All dead, all but one small baby hidden among the bedding. A family
is dead in my room too, leaving another orphaned baby.
Don't read this poem. My teachers told me, don't say that.
Don't mention you're writing a poem. As if the reader,
dear reader, won't notice. And don't say anything weird.
Over the top, they would say. There are rules in poetry.
I always seem to break them. Perhaps I also shouldn't mention
that I am writing this on red
paper. Blood red. What I picked from the scrap bin, coincidence
or synchronicity. By the time you see this, though, the red
will have turned to white the way a face loses its color in death.
Two families dead, two orphaned babies. But they aren't people.

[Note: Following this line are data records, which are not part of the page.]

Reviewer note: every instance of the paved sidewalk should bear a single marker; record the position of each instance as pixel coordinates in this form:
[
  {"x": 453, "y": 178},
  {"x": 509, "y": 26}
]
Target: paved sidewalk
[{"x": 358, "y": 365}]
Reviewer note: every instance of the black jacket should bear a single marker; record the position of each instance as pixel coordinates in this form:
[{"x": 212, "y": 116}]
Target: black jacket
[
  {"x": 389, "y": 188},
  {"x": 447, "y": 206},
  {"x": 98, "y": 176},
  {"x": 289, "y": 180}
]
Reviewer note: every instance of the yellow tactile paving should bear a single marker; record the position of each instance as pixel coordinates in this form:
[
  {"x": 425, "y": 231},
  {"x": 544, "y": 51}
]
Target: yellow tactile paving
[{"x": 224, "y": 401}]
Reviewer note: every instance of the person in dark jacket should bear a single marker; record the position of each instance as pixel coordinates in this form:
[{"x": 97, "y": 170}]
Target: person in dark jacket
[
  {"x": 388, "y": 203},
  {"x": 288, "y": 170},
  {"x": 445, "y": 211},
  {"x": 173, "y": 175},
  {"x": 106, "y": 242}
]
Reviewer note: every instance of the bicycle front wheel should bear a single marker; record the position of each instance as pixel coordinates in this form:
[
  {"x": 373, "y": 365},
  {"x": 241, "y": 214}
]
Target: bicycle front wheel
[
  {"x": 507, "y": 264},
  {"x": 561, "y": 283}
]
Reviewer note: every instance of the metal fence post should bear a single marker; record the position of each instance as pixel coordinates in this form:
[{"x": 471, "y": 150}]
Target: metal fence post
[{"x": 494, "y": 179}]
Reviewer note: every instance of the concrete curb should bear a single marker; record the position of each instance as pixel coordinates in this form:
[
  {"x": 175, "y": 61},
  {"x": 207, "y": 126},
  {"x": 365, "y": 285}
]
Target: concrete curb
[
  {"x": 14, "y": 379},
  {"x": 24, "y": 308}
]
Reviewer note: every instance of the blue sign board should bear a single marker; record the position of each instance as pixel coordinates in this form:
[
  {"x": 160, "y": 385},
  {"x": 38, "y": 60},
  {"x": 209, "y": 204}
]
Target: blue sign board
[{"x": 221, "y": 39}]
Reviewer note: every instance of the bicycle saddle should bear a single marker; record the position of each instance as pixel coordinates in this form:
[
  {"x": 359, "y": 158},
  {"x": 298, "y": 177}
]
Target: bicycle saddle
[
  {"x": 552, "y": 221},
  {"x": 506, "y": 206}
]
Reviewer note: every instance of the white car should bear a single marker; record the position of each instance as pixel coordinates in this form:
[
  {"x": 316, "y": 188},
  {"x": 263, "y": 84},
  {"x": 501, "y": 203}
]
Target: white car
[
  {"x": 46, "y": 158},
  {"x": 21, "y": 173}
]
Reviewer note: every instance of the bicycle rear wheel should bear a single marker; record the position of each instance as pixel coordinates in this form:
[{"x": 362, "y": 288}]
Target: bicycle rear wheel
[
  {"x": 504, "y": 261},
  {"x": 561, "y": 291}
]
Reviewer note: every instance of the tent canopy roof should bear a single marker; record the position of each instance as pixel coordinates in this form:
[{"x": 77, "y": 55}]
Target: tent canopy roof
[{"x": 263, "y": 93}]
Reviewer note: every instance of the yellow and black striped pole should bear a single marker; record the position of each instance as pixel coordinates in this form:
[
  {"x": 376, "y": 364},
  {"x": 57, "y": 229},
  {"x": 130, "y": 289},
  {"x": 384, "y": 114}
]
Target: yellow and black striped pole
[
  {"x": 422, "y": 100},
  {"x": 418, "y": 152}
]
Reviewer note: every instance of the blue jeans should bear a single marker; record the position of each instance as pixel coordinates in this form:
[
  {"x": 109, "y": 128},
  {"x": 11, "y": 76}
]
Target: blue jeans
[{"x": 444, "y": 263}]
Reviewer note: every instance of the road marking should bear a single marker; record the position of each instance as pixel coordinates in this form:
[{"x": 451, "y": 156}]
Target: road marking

We're in the animal-care rooms in the museum's basement.
The babies are mice, one tan, one maroon, both just starting
on the first hint of hair, eyes sealed shut. Orphaned.
Of course, they will die without their mothers; we all know that.
They're not weaned. But I am, so why the fuss?
Okay, I'm an orphan. But, I'm also a mother. I put the babies
in my blouse to nurse from my own breasts. Could you just not
read this? I know you'll disapprove, but that's what I did.
It's sort of circular, really, since I'm the orphan now.
But I'm sixty, my parents both dead at eighty-three. No infant, I.
In the dream, the babies grow to the size and shape of ferrets
and move inside my silk blouse like snakes, undulating, sinuous.
In my black velvet skirt and blood-red jacket, I hide myself
from everyone so these babies can nurse and live.
I am the orphan baby. I am the snake maiden, I am the mother,
I am the grandmother. I am as tiny as a newborn mouse
and I am the crone slipping into the grave.
But you knew all that already, and knew the dual nature
of my Geminian twins, the yin and yang of me. Even,
perhaps, the strange depths to which I'd sink to survive this grief.
But did you remember that you had a breast and milk
you could offer an orphan? If you've gotten this far,
you could hold me.
Mary Stebbins Taitt
070206c, 1st Tuesday, February 06, 2007
Here is the original dream:Nursing Orphans and Outside Approval, Dream Sunday, February 04, 2007
Sara and I are in animal care and discover that in two cages of mice in two separate rooms, the mother mouse and all the babies but one (each) are dead. She discovers one in one room and I discover the other in the other room. The babies are very small. They've just begun growing hair. One is yellowish tan and the other sort of maroon-colored. I take them into my blouse to nurse them at my own breasts so that they won't die.
The scene cuts to a huge science fair. I am the head judge or some other very important person. I am wearing a wine-colored velvet jacket, a long black velvet skirt and a wine & black silk blouse. The baby mice have grown to the size and shape of young ferrets and are living inside my blouse, not weaned yet. They move sinuously, bulging the blouse oddly. I worry about offending people with the snake-like babies nursing inside my beautiful clothes. I worry about it so much that I find a private place to sit, assist the babies in their nursing, and worry about what I should do.
This is the second dream in two nights that involve nurturing young of other species.
The dream poem I wrote yesterday was made of dreams from two different night—the monkey dream and rose petal dream were originally two separate dreams.
I don't see much potential in this dream for a poem. If the monkey dream was weird, this one is weirder and more "unacceptable."